# Custom snow painting



## djleye (Nov 14, 2002)

Anyone have a custon snow or blue goose stencil that they have used to paint windsock decoys. Let me know if you do have one for rent, sale, or loan!!! :wink:


----------



## Squeeker (Apr 1, 2004)

Check with Brobones. He machines them.


----------



## gandergrinder (Mar 10, 2002)

Dan,
I have the snow goose stencil covered for you but its going to cost you. Talk to Tyler about a blue stencil he was thinking about buying one and I bet if you put in some coin on the deal he would probably paint yours for you just so he could sniff more paint.


----------



## brobones (Mar 10, 2004)

PM me if you guys are interested in purchasing a stencil..Thanks


----------



## djleye (Nov 14, 2002)

What do ya say Tyler, lets get one!!!!!! I want to sniff some paint, thats about the only fun I get anymore!!!!


----------



## Decoyer (Mar 2, 2002)

Well I got board at the warming house last night, so I decided to sketch out a stencil for a blue, I think it turned out pretty good. A lot cheaper than buying one too.

Dan are you and my dad getting some windsocks? If you are you are willcome to come and sniff paint and drink beer.


----------



## GooseBuster3 (Mar 1, 2002)

If i can get a roto zip I could cut out the stencil I have drawn out.


----------



## djleye (Nov 14, 2002)

I've got 100 coming next week, I will get your Dad to order another 100. He wants rags but we wil shame him into getting these!!!! :wink:


----------



## Decoyer (Mar 2, 2002)

we can get one, but I don't think a roto zip will work too good, they are made for sheetrock. I think a piece of cardboard and an excato knife would work better.


----------



## GooseBuster3 (Mar 1, 2002)

Not if you but it out of particle board. Trust me it will work.


----------



## gandergrinder (Mar 10, 2002)

Rags???? the next thing he will want to buy is Herters fullbodies......wait a second. He is old school he can't help it. Some day I'm going to convince him that geese at 30 yards are only one pass away from feet down and you don't HAVE to shoot when they are in range the first time.

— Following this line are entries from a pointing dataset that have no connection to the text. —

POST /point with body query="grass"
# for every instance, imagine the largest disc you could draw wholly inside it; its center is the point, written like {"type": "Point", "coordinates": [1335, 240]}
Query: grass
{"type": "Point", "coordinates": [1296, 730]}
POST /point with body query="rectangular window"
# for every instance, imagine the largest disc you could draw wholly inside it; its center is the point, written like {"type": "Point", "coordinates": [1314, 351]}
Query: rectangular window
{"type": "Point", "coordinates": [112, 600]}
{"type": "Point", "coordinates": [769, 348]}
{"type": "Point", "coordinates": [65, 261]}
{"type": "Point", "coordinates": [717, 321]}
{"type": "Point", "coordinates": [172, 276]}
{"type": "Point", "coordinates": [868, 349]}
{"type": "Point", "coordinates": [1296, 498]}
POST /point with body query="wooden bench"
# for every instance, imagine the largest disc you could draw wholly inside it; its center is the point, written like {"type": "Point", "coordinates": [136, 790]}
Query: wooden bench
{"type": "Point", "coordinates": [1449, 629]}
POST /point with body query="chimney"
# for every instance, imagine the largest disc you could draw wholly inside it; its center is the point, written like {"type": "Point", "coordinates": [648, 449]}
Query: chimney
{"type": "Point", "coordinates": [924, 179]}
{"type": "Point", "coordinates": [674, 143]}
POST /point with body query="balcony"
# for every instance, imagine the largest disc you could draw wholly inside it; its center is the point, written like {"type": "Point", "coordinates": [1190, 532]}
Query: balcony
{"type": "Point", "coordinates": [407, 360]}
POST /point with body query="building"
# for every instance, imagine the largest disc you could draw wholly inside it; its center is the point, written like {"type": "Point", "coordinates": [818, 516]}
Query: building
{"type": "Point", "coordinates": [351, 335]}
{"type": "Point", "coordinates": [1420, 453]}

No one has more fun then he does though. You have to admire the guy.


----------



## backwater (Jan 29, 2003)

If anyone wants to rent a stencil I have one, its a sheetmetal one to, so you get the crisp detail. Just pm me.


----------



## djleye (Nov 14, 2002)

I never thought I would find an old fart like me that has the waterfowl bug as bad as I do!!!! Monte does!!! He just doesn't understand how bad smalls wants those herters full bodies!!!! Zach, Get in there and sell those damn things to Kieth before your dad gets back from Florida, either that or we paint them into snows before he gets back!!!! :lol:


----------



## Field Hunter (Mar 4, 2002)

DON'T Touch My Herters!!!! BY the way........Fishing was good in the ocean yesterday.....several Bonitas, a couple nice Kings and a #55 Amberjack for me. Can't hardly wait to leave this 75-80 degree weather and return home next week. If you like my rags wait until I haul down the tag board decoys for next fall...you guys are going to love them...then there's the 80 mahogany underlayment siloette decoys that Decoyer and I made about 6 years ago.


----------



## GooseBuster3 (Mar 1, 2002)

Those Sillous have had alot of blood shed over them.!!
They should be called the FH killers! :lol:


----------



## smalls (Sep 9, 2003)

How bout this Monte...I will trade you two (2) 30packs of Schmidt's for your Herters...

Seriously, ANIMAL CANS!


----------



## djleye (Nov 14, 2002)

Damn smalls, you went withthe big guns right away...You could have gotten them for 1 30 pack and a bottle of Mogen David!!!!


----------